With so many chip startups targeting the future of deep learning training and inference, one might expect it would be far easier for tech giant Hewlett Packard Enterprise to buy versus build. However, when it comes to select applications at the extreme edge (for space missions in particular), nothing in the ecosystem fits the bill.
In the context of a broader discussion about the company’s Extreme Edge program focused on space-bound systems, HPE’s Dr. Tom Bradicich, VP and GM of Servers, Converged Edge, and IoT systems, described a future chip that would be ideally suited for high performance computing under intense power and physical space limitations characteristic of space missions. To be more clear, he told us as much as he could—very little is known about the architecture, but there was some key elements he described.
First, the architecture, called the Dot Product Engine (dig out math notes on vectors and dot products since it’s relevant here) is less of a full processor and more like an accelerator, which takes offload of certain multiplication elements common in neural network inference and broader HPC applications. Bradicich says that the prototype as it stands can be standalone for certain problems but could also be PCIe or direct sensor attached eventually to cut down on bandwidth and latency constraints. From his first description, it sounds very much like a tiny version of Nvidia’s tensor core, which (at its simplest) can handle a 4X4 matrix operation-based workload well.

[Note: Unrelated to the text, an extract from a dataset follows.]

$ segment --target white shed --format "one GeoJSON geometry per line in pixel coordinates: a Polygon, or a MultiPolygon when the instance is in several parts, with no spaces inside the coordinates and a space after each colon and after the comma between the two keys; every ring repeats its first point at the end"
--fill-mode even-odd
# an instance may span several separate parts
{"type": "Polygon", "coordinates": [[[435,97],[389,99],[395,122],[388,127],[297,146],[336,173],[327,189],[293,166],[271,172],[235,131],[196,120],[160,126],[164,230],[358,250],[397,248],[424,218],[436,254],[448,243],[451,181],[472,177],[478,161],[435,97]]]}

With the power consumption constraints of extreme edge environments, something like a Volta GPU with the TensorCore, for instance, would be far too energy hungry—not to mention demand a larger form factor. Other devices from the chip startup world have other limitations as well. HPE decided to roll its own—and has been heads down cobbling together an early software stack to support the DPEs for eventual productization (assuming that happens). As Bradicich tells us, ““These days you have to make a lot of make versus buy decisions and today, we buy a lot of Intel processors and a lot of Nvidia GPUs. But to get what we want, we are seeing we can’t get the performance and energy we need for this and we need to take a ‘make’ approach.”
The tough part about the discussion was that HPE insisted on calling this a neural network processor, but how that moniker matches against what we think of with other neural network architectures is still unclear. In some ways, it almost seems like HPE could tie this to the “neuromorphic” term easier than neural network since it is a non Von Neumann architecture that sounds like it might be based on memristor memory concepts (see some of our work on The Machine if this is unfamiliar). It also sounds like there could be an FPGA angle here as well, but HPE is unable to comment on specifics of the hardware architecture. What they did say after a second round of questioning about the neural network angle is the term is being used in a broader way.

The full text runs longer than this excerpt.